Revisiting Precision and Recall Definition for Generative Model Evaluation
This work addresses evaluation challenges for generative models, offering a refined tool to distinguish mode-collapse and quality issues, though it is incremental as it builds on existing definitions.
The paper revisits Precision-Recall curves for generative models, generalizing the formulation to arbitrary measures and linking it to error rates of likelihood ratio classifiers, and demonstrates improved performance on controlled multi-modal datasets.

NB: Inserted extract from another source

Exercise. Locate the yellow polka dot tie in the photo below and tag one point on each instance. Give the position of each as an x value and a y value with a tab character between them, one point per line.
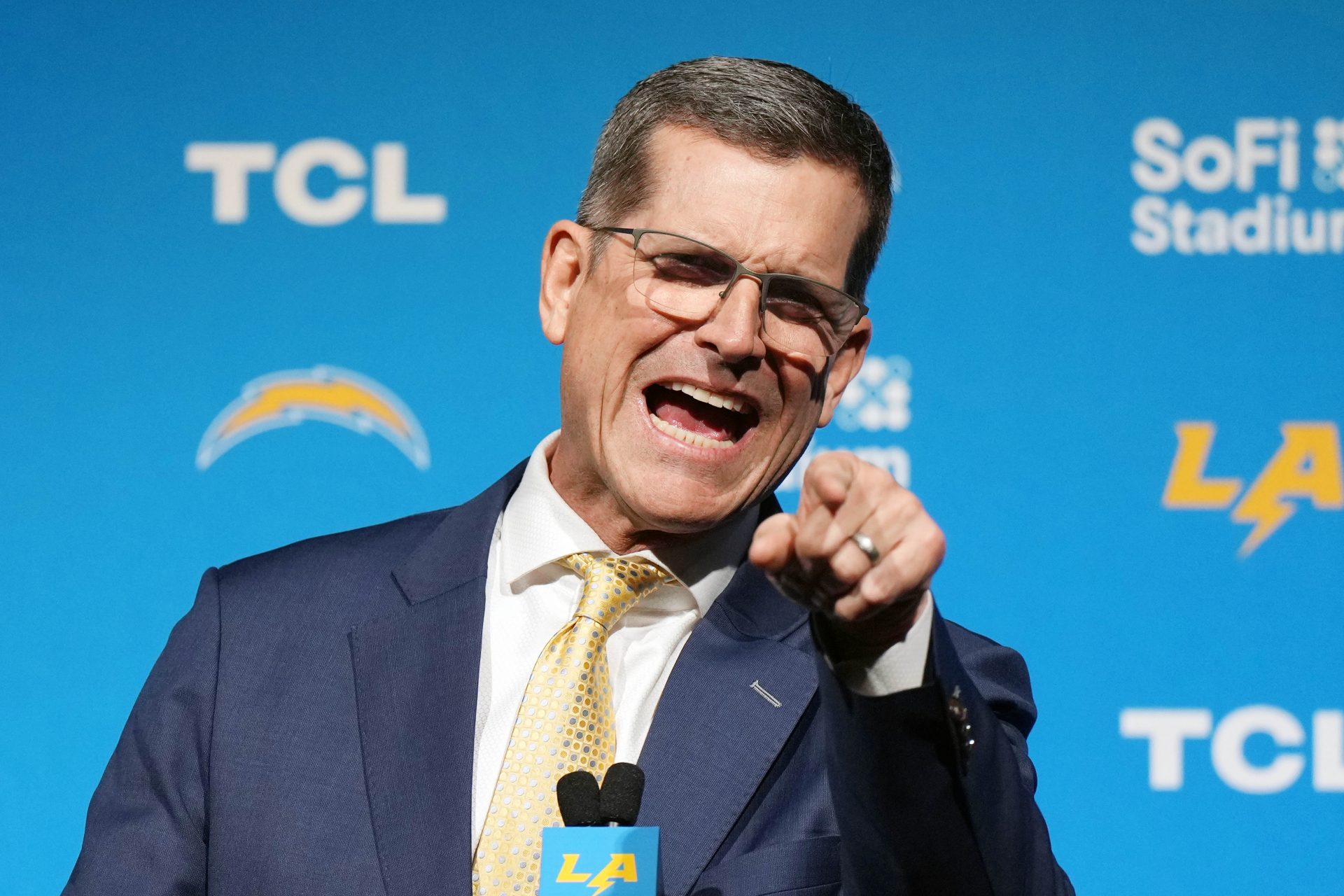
565	724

In this article we revisit the definition of Precision-Recall (PR) curves for generative models proposed by Sajjadi et al. (arXiv:1806.00035). Rather than providing a scalar for generative quality, PR curves distinguish mode-collapse (poor recall) and bad quality (poor precision). We first generalize their formulation to arbitrary measures, hence removing any restriction to finite support. We also expose a bridge between PR curves and type I and type II error rates of likelihood ratio classifiers on the task of discriminating between samples of the two distributions. Building upon this new perspective, we propose a novel algorithm to approximate precision-recall curves, that shares some interesting methodological properties with the hypothesis testing technique from Lopez-Paz et al (arXiv:1610.06545). We demonstrate the interest of the proposed formulation over the original approach on controlled multi-modal datasets.